Para Isidoro de Souza Rezes, integrante da Ong Outra Visão, este ano é bastante simbólico. “Desde 1997 estamos na rua reivindicando direitos, inserção e cidadania para a população LGBTQI+. E este ano depois de dois anos, por conta da pandemia, foi maravilhoso”, disse.

O evento teve como apresentadoras Cassandra Calabouço, Charlene Voltuntaire, Suzzy B e Valéria Barcellos, que executou o hino nacional. Parte do financiamento deste ano vem do Termo de Ajustamento de Conduta (TAC) firmado entre o Ministério Público do Rio Grande do Sul (MPRS) e o banco Santander, pelo fechamento da exposição “Queermuseu: cartografias da diferença”, em setembro de 2017 e também  apoio e financiamento da Prefeitura de Porto Alegre. 

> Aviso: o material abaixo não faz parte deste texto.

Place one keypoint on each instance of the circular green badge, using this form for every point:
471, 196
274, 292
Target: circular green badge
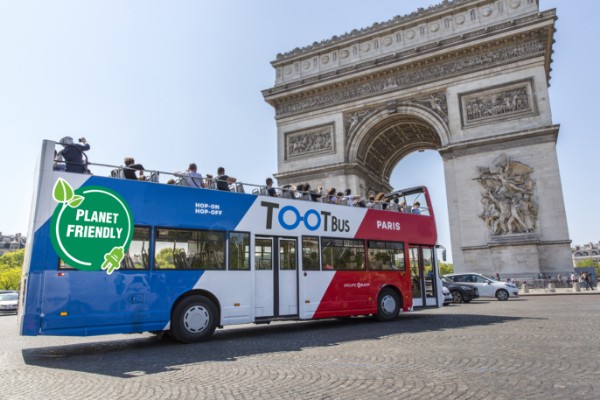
91, 227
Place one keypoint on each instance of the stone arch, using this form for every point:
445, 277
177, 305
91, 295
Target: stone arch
475, 90
380, 140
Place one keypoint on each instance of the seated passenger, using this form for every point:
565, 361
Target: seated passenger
394, 206
270, 189
300, 191
331, 195
192, 177
312, 195
131, 167
371, 202
223, 181
416, 208
288, 192
380, 202
73, 154
349, 197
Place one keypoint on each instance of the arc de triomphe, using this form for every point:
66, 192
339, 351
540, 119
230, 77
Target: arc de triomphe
468, 78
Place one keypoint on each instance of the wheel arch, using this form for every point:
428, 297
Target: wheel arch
200, 292
395, 289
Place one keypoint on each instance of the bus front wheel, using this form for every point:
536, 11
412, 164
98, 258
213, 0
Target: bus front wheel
194, 319
388, 305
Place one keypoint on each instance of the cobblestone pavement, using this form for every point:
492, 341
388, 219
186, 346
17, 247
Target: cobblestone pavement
526, 348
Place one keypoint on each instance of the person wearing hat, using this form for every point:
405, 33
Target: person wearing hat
73, 154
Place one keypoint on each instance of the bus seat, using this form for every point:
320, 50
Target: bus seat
154, 176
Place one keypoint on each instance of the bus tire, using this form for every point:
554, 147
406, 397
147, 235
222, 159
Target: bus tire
194, 320
388, 305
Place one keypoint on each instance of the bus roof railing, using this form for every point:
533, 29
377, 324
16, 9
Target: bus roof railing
287, 191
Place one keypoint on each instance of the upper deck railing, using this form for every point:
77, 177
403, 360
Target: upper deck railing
412, 201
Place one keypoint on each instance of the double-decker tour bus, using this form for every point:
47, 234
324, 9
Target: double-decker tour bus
109, 255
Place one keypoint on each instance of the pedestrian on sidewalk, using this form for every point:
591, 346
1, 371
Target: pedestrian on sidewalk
588, 279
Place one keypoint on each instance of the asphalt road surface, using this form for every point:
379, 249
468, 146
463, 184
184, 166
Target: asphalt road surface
545, 347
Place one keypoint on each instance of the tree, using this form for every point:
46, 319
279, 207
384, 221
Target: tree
13, 259
11, 265
446, 268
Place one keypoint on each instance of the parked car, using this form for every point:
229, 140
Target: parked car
487, 287
461, 293
9, 302
447, 295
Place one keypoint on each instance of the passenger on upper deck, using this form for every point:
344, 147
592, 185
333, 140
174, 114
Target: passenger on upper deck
223, 180
73, 154
192, 177
380, 202
349, 197
131, 167
314, 196
371, 201
331, 195
394, 206
270, 189
416, 208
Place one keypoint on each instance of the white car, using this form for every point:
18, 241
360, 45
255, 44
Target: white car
447, 295
9, 302
487, 287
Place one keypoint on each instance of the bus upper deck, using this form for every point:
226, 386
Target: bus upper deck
111, 255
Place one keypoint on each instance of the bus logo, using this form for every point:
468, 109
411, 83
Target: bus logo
91, 227
312, 219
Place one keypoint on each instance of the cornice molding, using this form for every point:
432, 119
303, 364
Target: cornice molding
500, 142
464, 61
323, 74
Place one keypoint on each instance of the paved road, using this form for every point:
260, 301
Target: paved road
529, 348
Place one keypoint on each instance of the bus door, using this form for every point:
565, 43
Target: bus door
423, 276
276, 283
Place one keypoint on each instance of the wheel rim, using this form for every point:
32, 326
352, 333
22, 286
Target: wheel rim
456, 297
196, 319
388, 304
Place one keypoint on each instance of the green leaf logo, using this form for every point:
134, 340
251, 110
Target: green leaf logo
75, 201
63, 192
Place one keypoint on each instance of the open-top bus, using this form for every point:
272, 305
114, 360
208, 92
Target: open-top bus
109, 255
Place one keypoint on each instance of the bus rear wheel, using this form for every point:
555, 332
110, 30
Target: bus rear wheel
194, 319
388, 305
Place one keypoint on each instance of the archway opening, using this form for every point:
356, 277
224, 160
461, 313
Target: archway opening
425, 167
401, 151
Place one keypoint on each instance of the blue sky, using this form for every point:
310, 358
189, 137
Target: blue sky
171, 82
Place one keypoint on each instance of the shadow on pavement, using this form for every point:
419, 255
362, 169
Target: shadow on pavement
150, 355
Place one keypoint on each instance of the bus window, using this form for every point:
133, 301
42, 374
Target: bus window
263, 250
342, 254
386, 256
136, 256
189, 249
310, 253
287, 256
239, 251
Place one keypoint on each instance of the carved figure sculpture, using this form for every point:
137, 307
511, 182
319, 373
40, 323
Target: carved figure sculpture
507, 200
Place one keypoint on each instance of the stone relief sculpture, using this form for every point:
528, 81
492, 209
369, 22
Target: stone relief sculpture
436, 102
497, 103
304, 143
403, 79
507, 200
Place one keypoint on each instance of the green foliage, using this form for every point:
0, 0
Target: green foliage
446, 268
589, 263
10, 269
164, 258
14, 259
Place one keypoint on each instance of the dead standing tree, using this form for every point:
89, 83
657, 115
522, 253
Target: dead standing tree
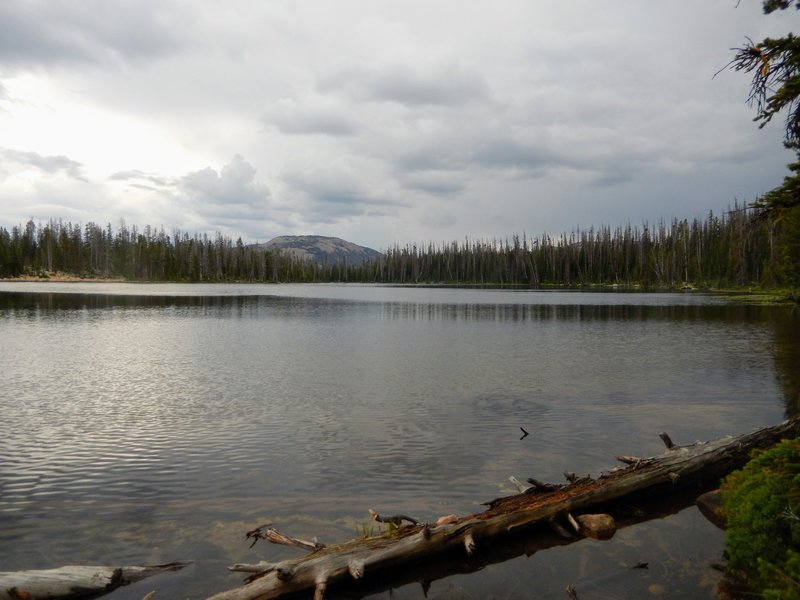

Com o tema “Contra o ódio, luta! Essa bandeira é de todes”, houve manifestações políticas contra o governo Bolsonaro / Foto: Fabiana Reinholz

Contra o fascismo, a luta 

Além da visibilidade e do clima de celebração, a Parada também teve espaço para falas que destacaram a luta e a resistência necessárias no atual momento. Conforme destacou o militante do Grupo Nuances, Célio Golin, a edição deste ano trouxe duas questões importantes para se pensar: a pandemia e o cenário político do país. 

“A pauta LGBTQI+ vem sendo atacada de forma constante por esse governo e alguns setores reacionários da sociedade brasileira. Então ela tem um significado político muito importante nesse momento que estamos vivendo no Brasil. É um momento histórico em que temos que romper com esse governo fascista que esta aí. E a Parada com certeza vai ser também um dos impulsionadores para que a gente chegue nessa vitória, ela faz parte deste processo”, ressaltou. 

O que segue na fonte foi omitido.